Y cuando se volvieron a reunir, a Ernesto Aristimuño se le cedió la palabra para que explicara como:
1) La risa era parte de su idioma y hasta el momento a cada cual se le había reconocido el derecho a expresarse en lo considerase oportuno, incluso en siseos a las serpientes, el sonido de la crueldad, y en rugidos a los leones en celo, pura pornografía.
2) La risa -«incluso si es una risa corta y desagradable como la mía, que a veces hasta huele», concedió Ernesto- es uno de los mayores recursos dialécticos que existen, hasta el punto de que por lo general prepara el «sí» o el «no», que de eso va, en esencial, la partida.
y 3) La risa -y aquí como luego se vería metió la pata hasta el fondo-, no solo es síntoma de inteligencia sino de tolerancia. Tiene también mucho que ver con algo que los jóvenes ya les cuesta reconocer y es el sentido del humor.
Ahí fue donde chocó con los muros de Troya. Porque a la jirafa pasó por encima de lo de la inteligencia, un argumento al que era tan impermeable como a las lluvias de los monzones, desconocía hasta el concepto, pero lo de la tolerancia le escarbó algo en una de sus manchas. Que la irritó al punto de extraerle, y no sucedía casi nunca, algo parecido a la cólera:
-¿Tolerancia? ¿Sentido del humor? ¿Así se llama ahora el derecho de humillar a los demás que se otorgan las razas prepotentes?
Era la primera vez en mucho tiempo que se oían palabras graves como «razas» o «prepotentes», que habían costado mucho dolor y desgracia en lejanos tiempos pre inteligentes.
– La risa no pretende humillar a los demás sino ayudar a la discusión, le contestó Ernesto.

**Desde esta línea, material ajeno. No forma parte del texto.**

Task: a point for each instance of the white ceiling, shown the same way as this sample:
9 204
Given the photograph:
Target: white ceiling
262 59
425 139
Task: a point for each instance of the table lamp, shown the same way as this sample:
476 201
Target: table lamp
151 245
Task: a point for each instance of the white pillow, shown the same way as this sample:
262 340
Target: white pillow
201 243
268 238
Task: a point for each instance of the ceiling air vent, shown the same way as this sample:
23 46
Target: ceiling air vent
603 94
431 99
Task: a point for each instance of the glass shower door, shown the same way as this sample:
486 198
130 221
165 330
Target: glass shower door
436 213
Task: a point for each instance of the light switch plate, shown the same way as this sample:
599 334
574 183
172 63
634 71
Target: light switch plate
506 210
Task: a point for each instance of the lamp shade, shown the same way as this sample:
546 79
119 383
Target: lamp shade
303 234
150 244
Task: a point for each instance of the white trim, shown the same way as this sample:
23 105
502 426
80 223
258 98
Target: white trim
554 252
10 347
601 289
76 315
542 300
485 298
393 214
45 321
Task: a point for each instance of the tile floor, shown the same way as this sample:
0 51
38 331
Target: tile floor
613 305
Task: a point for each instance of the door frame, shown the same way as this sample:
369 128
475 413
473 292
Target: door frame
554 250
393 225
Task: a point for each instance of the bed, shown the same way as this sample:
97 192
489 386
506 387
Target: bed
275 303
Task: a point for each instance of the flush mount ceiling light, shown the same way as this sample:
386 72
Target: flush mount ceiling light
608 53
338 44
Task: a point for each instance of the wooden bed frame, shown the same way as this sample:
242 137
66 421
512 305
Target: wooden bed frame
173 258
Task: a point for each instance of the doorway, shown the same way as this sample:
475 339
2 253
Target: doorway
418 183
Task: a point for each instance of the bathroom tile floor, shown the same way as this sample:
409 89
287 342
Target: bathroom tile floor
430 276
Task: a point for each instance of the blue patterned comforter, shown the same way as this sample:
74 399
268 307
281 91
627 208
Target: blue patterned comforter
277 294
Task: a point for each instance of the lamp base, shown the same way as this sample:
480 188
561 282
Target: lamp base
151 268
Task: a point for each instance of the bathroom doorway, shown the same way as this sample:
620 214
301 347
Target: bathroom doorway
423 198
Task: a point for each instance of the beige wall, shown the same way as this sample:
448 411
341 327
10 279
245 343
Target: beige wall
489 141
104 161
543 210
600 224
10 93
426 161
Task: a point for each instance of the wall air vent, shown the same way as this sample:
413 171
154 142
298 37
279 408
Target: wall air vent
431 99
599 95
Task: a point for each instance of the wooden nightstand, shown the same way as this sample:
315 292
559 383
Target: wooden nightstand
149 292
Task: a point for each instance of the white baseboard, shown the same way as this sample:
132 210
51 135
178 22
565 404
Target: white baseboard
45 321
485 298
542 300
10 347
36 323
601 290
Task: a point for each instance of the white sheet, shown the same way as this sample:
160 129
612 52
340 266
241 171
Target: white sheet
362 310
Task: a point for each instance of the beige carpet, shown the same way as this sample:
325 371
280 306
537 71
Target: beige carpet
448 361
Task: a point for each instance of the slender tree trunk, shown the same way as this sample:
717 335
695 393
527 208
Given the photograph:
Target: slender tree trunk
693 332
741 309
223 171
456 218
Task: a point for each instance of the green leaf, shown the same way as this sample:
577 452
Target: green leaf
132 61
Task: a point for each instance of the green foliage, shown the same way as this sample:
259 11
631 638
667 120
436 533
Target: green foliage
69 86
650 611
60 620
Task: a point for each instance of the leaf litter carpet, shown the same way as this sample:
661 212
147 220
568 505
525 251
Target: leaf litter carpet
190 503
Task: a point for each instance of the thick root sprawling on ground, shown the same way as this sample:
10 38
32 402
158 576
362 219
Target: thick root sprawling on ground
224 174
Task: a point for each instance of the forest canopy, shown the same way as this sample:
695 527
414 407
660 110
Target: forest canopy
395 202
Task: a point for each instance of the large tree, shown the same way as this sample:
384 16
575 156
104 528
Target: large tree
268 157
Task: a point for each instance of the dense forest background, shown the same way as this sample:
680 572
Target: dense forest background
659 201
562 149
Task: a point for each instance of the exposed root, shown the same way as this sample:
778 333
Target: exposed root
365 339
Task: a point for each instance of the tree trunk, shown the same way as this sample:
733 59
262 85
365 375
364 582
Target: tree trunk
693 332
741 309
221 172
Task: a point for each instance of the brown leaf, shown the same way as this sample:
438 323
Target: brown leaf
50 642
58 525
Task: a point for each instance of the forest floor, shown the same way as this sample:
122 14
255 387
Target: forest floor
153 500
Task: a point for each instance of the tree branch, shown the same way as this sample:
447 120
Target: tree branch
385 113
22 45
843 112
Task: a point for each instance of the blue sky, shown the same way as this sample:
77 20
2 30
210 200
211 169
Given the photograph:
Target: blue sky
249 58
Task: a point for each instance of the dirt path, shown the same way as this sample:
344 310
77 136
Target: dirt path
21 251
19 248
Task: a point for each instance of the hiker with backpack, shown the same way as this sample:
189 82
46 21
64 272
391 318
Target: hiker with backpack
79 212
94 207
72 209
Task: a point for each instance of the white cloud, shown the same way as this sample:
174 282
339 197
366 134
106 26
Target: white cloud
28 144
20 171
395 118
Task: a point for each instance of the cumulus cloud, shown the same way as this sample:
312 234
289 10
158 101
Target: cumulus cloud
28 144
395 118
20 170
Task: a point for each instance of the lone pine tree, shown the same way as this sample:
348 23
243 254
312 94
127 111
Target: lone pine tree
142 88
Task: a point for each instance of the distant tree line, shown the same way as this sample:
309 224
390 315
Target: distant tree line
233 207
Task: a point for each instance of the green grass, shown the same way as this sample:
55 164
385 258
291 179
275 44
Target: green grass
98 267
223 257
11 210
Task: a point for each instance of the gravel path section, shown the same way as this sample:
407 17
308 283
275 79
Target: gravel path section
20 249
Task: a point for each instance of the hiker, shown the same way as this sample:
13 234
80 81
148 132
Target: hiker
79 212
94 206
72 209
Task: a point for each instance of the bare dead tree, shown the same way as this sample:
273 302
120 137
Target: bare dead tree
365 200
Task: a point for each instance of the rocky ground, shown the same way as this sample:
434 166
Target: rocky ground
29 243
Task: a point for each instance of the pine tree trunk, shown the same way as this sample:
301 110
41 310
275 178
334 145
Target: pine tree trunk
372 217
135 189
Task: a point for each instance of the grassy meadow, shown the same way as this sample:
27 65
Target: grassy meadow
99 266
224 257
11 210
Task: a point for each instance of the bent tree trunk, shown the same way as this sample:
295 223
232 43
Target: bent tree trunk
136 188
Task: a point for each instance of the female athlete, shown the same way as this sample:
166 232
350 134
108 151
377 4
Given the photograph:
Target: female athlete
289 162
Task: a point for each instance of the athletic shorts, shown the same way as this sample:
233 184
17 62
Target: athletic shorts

Frente a una risa se puede oponer otra, («siempre y cuando tenga gracia», añadió, y lo subrayó con un par de esos gemidos que pasan por ser la risa de las hienas).
Pero es inútil: pasa el tiempo, la jirafa se empecina, no cede y cada vez todo está más enredado. Igual que los debates en el congreso que se han fortalecido y embarricado en una y solo una alternativa: «¿La risa humilla o es una condición de la tolerancia y civilización?»
Y como no cabe la risa ni como prólogo y respiración, la cosa no avanza. El cuello de la jirafa parece una trenza. No crean: no todos los diputados se desesperan. Algunos especulan con viejas versiones de la historia, y elucubran con las consecuencias si el debate se estanca de verdad. Y reman para que así ocurra.
Así que todo depende de que suene o no una risa. Aunque sea de hiena.